The reality is, until last year, the world had no idea how bitcoin would trade outside of the zero-to-zero interest rate regime we’ve been operating in for the past decade. There is no trading history for bitcoin going back to previous recessions, no charts one can pull to assess how it underperformed inflation in the 1970s, no reference points for anything, But the stock market printing green candle after green candle.

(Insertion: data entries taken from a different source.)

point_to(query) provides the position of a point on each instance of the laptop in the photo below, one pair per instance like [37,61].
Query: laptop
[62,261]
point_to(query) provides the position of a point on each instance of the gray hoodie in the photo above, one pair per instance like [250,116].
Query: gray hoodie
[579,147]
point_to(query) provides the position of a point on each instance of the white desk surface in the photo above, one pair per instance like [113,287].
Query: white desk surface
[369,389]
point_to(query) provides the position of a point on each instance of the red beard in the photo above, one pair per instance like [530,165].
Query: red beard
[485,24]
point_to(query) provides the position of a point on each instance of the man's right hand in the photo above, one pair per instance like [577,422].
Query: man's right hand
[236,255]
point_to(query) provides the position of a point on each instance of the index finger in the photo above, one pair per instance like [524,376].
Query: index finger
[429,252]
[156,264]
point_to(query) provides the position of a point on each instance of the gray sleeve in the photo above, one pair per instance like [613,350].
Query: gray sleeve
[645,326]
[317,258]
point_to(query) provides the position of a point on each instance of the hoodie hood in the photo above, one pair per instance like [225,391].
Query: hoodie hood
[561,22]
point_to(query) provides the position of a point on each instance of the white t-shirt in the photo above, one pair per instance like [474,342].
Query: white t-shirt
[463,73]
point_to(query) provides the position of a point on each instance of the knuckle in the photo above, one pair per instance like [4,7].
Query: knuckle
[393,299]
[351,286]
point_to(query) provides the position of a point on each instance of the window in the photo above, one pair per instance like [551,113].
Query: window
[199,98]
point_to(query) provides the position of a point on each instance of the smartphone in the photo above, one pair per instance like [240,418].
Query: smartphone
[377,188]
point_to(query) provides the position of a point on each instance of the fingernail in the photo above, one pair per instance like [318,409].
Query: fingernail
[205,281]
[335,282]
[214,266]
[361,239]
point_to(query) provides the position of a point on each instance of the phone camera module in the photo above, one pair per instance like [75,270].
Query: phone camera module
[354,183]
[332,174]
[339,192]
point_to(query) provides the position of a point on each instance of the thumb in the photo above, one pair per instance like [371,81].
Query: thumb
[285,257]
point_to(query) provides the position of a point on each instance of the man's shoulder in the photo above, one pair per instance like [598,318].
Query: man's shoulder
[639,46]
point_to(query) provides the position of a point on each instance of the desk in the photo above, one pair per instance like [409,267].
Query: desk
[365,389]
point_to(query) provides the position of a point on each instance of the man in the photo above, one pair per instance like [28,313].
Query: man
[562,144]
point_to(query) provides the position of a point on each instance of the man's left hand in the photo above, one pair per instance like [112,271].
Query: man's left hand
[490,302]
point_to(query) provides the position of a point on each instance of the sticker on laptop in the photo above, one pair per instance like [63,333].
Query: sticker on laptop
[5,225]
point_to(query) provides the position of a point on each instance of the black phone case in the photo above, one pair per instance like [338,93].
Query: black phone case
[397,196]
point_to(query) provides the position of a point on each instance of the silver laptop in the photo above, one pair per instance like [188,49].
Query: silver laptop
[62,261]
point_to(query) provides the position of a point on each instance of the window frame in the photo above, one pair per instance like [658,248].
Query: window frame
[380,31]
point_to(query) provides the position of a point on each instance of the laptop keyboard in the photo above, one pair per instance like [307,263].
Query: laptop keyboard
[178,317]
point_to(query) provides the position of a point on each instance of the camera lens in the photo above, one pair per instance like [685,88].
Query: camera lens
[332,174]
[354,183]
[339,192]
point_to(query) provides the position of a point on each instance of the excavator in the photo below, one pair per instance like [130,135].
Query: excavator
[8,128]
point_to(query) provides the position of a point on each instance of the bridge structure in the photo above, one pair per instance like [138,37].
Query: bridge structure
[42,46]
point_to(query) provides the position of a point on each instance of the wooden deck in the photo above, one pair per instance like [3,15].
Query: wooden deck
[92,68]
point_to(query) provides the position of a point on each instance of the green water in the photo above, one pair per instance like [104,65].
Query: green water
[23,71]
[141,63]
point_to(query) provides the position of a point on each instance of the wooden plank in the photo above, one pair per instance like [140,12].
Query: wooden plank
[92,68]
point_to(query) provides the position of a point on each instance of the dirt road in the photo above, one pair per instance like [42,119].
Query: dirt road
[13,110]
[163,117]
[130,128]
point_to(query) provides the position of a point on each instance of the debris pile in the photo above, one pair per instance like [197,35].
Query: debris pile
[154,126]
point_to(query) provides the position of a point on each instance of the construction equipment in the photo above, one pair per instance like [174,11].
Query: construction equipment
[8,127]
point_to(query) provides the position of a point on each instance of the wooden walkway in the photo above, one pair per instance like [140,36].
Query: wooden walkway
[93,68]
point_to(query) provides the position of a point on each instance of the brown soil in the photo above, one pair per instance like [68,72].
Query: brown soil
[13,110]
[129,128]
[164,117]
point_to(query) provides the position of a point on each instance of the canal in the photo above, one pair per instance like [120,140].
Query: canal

Not only did all of those previous resurgences come amid periods of cheap money and expanding central bank balance sheets, but bitcoin markets were also incredibly illiquid. It took barely a drop of capital to move the price, as bitcoin exploded from a fraction of a cent to thousands of dollars per coin. Bitcoin’s existence at 14 years old has been brief, but its status as a financial asset of any kind of liquidity is worse than ever.
So, one last time: This is not a predictive piece about the future of bitcoin. I don’t want to get into such muddy waters (not here, anyway!) Instead, this is a cautionary piece that we have such a small sample size to work with when it comes to bitcoin, and This is important to know when assessing how it trades.
Bitcoin has never before experienced a bear market in a broader economy. So far. Ignoring that important fact is a dangerous game.